In fact, they spent about $17 less in the following week than the control group. However, this only holds if they both committed to spending less next month and specified an amount.

They reduced their spending over the following month by $21, but this was only marginally significant (p=.06).

Change in eating out expenditures by conditions

Our results do have limitations. First, people who received a social proof message that showed they were spending within +$100 of the norm or more than +$500 were almost 12 times more likely to drop out of our study. Since our intervention was only effective for those who completed the full experience, we are unable to disentangle whether our results were due to the selection bias or our actual intervention. Future studies will work to understand this.

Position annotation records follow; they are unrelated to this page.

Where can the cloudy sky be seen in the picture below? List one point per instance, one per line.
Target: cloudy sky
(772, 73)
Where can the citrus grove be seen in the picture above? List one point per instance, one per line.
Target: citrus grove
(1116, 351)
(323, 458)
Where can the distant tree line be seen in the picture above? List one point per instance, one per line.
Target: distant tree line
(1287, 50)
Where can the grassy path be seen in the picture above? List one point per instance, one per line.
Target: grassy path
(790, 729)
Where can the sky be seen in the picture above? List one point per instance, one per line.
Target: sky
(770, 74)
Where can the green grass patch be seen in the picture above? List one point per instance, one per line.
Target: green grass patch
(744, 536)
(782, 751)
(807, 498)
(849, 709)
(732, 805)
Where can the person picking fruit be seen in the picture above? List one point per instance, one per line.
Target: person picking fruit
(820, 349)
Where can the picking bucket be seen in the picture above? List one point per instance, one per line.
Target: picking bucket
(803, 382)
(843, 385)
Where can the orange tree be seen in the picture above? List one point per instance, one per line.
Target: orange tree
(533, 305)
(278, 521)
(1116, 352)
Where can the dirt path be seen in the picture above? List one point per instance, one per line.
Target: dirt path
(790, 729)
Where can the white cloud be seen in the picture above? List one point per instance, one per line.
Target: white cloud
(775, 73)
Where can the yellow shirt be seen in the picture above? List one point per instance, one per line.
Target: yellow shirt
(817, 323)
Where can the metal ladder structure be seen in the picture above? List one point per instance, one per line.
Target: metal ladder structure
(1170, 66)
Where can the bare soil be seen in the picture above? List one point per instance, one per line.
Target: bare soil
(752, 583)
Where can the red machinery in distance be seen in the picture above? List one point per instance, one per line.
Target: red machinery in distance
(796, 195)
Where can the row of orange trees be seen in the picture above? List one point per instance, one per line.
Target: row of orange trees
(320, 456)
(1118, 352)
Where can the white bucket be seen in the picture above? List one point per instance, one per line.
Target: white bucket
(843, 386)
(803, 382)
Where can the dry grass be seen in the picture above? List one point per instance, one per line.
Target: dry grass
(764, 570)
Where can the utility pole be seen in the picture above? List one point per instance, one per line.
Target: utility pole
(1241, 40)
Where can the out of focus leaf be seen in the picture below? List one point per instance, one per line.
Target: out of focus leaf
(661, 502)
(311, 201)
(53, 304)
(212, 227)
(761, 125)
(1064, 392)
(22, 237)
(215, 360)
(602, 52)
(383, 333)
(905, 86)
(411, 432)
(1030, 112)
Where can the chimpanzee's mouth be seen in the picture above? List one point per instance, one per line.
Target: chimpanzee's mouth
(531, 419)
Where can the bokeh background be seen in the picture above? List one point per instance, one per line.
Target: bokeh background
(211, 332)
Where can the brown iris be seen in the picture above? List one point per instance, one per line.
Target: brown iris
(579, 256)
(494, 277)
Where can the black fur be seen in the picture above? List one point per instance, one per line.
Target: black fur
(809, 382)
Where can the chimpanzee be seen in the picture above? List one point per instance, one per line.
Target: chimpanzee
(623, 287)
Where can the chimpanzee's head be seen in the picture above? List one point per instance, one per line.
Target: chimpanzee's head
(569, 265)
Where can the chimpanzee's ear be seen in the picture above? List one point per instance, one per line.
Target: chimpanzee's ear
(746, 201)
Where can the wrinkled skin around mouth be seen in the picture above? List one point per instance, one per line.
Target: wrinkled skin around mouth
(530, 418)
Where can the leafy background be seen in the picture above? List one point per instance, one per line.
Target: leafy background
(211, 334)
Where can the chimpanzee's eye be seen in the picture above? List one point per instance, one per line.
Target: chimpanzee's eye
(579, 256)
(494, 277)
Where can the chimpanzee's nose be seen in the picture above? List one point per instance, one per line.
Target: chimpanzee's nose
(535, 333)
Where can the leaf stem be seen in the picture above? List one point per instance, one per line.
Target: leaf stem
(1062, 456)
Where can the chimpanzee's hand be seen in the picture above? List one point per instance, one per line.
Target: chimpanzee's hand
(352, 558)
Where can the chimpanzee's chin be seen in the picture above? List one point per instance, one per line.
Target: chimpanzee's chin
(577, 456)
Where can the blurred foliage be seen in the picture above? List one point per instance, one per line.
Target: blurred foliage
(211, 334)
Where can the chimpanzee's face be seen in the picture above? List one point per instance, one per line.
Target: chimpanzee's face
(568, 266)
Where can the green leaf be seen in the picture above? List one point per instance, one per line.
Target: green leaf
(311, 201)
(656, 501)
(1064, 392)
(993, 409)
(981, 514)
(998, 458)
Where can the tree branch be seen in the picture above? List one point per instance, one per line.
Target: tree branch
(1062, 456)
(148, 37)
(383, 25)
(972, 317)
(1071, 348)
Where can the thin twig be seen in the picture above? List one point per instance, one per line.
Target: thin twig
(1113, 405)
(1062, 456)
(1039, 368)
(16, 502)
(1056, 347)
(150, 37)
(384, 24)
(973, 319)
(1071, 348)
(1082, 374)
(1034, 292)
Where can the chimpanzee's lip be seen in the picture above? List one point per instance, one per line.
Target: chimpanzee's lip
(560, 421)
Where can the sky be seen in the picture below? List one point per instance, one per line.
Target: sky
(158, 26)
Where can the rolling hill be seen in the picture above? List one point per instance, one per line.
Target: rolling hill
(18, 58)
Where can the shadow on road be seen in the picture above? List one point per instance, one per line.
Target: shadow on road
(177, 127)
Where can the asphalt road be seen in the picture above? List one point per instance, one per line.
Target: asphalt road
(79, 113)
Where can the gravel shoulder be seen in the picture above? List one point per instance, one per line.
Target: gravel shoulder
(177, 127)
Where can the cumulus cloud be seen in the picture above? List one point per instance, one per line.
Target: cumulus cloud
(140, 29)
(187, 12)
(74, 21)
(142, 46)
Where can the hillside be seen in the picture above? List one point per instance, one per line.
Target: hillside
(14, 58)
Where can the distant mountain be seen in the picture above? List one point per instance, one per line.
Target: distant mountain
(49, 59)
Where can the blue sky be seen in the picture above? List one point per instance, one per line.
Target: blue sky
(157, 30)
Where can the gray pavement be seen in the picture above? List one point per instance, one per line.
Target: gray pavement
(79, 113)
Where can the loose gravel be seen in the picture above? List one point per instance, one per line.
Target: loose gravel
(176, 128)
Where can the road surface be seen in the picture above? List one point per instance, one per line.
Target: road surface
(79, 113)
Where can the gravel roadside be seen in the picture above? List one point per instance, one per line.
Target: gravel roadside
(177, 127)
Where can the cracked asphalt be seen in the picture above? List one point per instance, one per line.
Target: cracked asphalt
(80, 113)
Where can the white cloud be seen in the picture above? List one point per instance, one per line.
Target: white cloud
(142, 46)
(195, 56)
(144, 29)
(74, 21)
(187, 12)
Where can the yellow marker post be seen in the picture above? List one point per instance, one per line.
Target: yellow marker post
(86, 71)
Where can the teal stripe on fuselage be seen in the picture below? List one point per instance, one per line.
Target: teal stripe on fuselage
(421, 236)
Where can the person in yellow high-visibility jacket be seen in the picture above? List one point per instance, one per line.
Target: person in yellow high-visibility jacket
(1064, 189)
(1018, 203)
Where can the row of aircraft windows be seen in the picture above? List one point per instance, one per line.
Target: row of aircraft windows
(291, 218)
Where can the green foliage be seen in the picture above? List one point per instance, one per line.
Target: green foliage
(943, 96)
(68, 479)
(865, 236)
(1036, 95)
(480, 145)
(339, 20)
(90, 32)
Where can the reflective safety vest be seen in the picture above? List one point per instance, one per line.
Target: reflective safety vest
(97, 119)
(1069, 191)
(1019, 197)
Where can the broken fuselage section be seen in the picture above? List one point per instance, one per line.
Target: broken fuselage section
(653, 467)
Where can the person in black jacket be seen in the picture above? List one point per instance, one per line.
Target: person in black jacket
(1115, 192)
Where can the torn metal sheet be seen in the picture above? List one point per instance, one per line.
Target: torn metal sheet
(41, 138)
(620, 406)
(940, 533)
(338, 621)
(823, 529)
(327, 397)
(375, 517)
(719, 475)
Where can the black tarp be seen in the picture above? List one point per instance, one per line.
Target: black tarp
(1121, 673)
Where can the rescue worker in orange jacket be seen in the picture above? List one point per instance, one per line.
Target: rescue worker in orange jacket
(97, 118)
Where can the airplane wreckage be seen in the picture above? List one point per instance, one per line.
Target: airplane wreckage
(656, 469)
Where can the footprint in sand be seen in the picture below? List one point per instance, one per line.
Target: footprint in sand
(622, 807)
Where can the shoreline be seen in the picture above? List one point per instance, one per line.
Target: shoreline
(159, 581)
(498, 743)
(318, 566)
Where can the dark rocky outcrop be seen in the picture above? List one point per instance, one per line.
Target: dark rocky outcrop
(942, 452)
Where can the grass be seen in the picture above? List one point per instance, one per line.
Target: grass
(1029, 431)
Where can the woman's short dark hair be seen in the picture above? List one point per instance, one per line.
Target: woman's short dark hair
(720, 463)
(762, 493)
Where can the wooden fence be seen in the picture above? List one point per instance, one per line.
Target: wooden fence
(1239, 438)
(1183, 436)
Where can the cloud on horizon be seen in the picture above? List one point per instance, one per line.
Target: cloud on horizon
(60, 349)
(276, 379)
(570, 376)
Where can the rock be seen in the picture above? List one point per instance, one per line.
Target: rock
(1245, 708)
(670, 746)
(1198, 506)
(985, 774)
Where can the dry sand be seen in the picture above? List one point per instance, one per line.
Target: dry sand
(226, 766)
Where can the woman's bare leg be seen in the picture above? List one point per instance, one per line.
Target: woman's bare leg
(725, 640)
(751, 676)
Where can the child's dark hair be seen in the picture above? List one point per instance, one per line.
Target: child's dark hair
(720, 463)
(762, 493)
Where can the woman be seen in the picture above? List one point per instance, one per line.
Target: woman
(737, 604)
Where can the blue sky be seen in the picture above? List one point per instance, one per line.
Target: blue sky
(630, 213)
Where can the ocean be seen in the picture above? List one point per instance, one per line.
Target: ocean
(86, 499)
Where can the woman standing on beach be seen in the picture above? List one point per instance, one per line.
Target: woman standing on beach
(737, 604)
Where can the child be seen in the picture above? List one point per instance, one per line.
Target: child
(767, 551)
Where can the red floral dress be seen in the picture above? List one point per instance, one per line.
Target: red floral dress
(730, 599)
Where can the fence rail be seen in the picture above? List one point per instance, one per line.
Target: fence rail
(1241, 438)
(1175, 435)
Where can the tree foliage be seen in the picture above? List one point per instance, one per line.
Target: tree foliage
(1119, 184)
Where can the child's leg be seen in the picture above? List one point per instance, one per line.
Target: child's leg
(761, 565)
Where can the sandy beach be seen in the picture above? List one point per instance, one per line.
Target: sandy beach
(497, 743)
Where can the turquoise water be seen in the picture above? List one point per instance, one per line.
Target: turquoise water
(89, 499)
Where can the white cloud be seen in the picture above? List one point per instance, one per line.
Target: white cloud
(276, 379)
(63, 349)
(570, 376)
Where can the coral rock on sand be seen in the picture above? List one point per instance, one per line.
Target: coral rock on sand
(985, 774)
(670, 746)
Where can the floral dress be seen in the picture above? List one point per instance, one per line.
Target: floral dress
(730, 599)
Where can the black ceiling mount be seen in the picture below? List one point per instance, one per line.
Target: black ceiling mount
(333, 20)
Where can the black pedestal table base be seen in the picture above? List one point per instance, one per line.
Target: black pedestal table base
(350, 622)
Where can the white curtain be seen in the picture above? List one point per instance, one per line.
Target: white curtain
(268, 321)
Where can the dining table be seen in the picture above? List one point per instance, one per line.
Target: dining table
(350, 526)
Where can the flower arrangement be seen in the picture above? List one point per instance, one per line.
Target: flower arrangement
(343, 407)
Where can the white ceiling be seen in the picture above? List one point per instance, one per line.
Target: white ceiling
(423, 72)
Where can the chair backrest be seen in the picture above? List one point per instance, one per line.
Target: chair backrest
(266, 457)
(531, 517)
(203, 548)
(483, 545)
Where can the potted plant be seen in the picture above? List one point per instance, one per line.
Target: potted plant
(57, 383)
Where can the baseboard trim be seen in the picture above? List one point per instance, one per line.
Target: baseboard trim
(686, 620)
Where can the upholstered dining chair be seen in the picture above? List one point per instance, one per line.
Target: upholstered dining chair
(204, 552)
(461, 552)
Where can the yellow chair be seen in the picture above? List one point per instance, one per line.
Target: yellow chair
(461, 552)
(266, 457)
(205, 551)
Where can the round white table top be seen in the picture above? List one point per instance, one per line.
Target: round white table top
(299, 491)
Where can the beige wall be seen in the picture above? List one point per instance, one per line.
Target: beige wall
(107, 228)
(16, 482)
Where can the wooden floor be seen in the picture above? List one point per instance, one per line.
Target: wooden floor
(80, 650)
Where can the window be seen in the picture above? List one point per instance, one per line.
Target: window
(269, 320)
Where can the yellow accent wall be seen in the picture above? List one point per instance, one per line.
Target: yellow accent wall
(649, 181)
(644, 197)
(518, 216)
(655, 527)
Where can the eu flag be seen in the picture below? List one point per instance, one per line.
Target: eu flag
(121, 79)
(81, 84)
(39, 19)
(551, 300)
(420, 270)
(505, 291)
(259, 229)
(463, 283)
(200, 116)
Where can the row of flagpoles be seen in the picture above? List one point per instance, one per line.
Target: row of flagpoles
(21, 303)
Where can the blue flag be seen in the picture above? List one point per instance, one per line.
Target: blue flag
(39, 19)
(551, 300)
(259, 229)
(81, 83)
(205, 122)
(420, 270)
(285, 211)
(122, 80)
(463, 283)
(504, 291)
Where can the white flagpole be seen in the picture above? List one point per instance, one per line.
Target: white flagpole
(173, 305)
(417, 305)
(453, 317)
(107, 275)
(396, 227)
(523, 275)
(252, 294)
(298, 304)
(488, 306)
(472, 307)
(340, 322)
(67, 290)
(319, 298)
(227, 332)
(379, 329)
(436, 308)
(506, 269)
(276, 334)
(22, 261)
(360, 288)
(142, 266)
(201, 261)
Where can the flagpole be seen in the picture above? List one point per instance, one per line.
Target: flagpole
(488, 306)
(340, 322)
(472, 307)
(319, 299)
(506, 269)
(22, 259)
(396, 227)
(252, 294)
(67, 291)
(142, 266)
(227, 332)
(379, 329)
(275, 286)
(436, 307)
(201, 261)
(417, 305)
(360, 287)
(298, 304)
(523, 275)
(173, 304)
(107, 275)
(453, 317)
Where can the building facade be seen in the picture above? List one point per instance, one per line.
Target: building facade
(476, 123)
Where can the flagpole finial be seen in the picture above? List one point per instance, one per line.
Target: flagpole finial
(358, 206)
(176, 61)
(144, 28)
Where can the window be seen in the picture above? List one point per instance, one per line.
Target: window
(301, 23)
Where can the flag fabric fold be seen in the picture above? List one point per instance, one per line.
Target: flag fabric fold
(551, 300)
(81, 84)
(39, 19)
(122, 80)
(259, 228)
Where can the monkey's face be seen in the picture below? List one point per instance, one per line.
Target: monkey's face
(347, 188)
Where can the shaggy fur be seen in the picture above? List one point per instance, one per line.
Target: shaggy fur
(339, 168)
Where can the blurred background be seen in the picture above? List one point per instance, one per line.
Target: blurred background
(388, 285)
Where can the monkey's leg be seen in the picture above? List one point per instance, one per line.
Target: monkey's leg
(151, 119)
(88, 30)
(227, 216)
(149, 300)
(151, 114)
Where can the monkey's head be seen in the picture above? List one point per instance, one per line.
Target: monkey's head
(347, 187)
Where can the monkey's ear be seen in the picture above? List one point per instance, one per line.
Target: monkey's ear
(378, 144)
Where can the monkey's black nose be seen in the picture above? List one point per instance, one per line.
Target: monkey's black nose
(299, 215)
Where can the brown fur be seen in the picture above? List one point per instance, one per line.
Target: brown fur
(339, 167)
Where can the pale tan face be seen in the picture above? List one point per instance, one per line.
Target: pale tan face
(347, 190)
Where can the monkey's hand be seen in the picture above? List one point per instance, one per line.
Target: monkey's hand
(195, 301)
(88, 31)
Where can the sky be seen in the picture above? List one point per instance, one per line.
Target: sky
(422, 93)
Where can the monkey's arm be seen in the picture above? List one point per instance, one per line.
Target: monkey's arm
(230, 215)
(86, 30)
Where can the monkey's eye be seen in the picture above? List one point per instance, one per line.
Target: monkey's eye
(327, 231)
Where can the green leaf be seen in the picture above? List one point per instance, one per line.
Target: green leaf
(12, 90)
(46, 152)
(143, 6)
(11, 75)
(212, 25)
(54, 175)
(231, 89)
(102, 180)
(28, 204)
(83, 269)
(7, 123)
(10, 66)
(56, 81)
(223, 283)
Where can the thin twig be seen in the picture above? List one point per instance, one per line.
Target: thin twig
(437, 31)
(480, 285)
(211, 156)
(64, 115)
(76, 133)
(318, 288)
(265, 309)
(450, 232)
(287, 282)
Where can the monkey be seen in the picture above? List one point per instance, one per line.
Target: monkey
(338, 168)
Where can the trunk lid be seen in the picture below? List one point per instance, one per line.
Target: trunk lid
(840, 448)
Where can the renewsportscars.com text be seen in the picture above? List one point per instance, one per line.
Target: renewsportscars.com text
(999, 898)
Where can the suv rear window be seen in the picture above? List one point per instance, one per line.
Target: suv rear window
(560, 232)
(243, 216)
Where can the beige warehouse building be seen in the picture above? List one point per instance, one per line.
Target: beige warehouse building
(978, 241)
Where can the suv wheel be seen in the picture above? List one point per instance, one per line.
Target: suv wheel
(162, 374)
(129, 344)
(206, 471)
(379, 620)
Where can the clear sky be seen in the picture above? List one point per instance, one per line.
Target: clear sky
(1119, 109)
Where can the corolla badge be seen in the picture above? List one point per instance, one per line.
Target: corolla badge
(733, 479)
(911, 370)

In total, 270 users received social proof feedback. Roughly 58% of these users spent less the following week on eating out, 22% higher than in the control group. They also saved a total of $2,224 over the previous week.

If rolled out to AZFCU’s full population (in a way where everyone completes our full intervention), we’d expect to see an additional 13,276 people spend less the following week and a total reduction of over $2 million in eating-out spending across all members in the following week.

We are in the process of running the same intervention with a broader network of credit unions.

In our next iterations, we will focus on getting more people to complete the full intervention and helping people turn their success cutting expenses during their first week into a longer term and more durable change.